[ClusterLabs] Antw: Re: FR: send failcount to OCF RA start/stop actions
Adam Spiers
aspiers at suse.com
Fri May 20 17:40:58 CEST 2016
Ken Gaillot <kgaillot at redhat.com> wrote:
> On 05/12/2016 06:21 AM, Adam Spiers wrote:
> > Ken Gaillot <kgaillot at redhat.com> wrote:
> >> On 05/10/2016 02:29 AM, Ulrich Windl wrote:
> >>>> Here is what I'm testing currently:
> >>>>
> >>>> - When the cluster recovers a resource, the resource agent's stop action
> >>>> will get a new variable, OCF_RESKEY_CRM_meta_recovery_left =
> >>>> migration-threshold - fail-count on the local node.
[snipped]
> > I'd prefer plural (OCF_RESKEY_CRM_meta_recoveries_left) but other than
> > that I think it's good.
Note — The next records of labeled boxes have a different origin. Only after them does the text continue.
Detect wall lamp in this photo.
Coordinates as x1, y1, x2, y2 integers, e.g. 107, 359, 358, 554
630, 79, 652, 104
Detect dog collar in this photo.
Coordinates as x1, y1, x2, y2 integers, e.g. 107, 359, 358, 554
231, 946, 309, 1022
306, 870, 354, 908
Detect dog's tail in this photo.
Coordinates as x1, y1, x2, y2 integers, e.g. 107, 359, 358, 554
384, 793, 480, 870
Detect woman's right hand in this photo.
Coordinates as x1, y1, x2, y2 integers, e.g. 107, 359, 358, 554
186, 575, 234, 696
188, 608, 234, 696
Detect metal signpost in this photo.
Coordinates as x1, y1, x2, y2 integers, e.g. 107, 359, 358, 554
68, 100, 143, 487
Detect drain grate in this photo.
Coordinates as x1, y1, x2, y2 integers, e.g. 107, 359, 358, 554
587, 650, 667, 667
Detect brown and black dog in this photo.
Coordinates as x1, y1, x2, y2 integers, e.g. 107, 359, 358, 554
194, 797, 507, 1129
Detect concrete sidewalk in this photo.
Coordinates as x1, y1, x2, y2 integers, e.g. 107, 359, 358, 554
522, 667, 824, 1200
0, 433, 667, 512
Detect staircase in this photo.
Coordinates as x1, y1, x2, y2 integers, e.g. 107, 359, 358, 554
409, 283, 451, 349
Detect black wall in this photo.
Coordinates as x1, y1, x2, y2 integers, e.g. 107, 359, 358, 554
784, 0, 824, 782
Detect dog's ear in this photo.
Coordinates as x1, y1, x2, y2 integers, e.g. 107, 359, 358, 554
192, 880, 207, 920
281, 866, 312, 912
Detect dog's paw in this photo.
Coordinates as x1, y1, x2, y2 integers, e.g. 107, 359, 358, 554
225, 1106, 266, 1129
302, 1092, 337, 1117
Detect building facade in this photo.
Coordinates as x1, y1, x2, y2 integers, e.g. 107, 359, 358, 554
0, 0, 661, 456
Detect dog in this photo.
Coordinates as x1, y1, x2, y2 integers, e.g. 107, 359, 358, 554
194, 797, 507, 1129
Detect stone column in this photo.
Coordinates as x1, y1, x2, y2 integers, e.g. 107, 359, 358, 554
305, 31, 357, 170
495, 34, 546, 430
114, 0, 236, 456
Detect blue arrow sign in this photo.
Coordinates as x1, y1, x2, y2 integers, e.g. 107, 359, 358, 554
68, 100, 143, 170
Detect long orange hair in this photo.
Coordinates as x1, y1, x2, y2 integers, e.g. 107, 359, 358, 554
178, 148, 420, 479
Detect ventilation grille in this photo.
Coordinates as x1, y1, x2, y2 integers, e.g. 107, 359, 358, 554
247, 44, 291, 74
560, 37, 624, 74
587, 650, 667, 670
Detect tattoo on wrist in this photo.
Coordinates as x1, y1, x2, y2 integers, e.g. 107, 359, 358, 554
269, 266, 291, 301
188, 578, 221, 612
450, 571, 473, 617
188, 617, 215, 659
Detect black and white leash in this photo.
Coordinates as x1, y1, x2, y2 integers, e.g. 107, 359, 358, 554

OCF_RESKEY_CRM_meta_retries_left is shorter;
> > not sure whether it's marginally worse or better though.
>
> I'm now leaning to restart_remaining (restarts_remaining would be just
> as good).
restarts_remaining would be better IMHO, given that it's expected that
often multiple restarts will be remaining.
[snipped]
> > OK, so the RA code would typically be something like this?
> >
> > if [ ${OCF_RESKEY_CRM_meta_retries_left:-0} = 0 ]; then
> > # This is the final stop, so tell the external service
> > # not to send any more work our way.
> > disable_service
> > fi
>
> I'd use -eq :) but yes
Right, -eq is better style for numeric comparison :-)
[snipped]
> >>>> -- If a resource is being recovered, but the fail-count is being cleared
> >>>> in the same transition, the cluster will ignore migration-threshold (and
> >>>> the variable will not be set). The RA might see recovery_left=5, 4, 3,
> >>>> then someone clears the fail-count, and it won't see recovery_left even
> >>>> though there is a stop and start being attempted.
> >
> > Hmm. So how would the RA distinguish that case from the one where
> > the stop is final?
>
> That's the main question in all this. There are quite a few scenarios
> where there's no meaningful distinction between 0 and unset. With the
> current implementation at least, the ideal approach is for the RA to
> treat the last stop before a restart the same as a final stop.
OK ...
[snipped]
> > So IIUC, you are talking about a scenario like this:
> >
> > 1. The whole group starts fine.
> > 2. Some time later, the neutron openvswitch agent crashes.
> > 3. Pacemaker shuts down nova-compute since it depends upon
> > the neutron agent due to being later in the same group.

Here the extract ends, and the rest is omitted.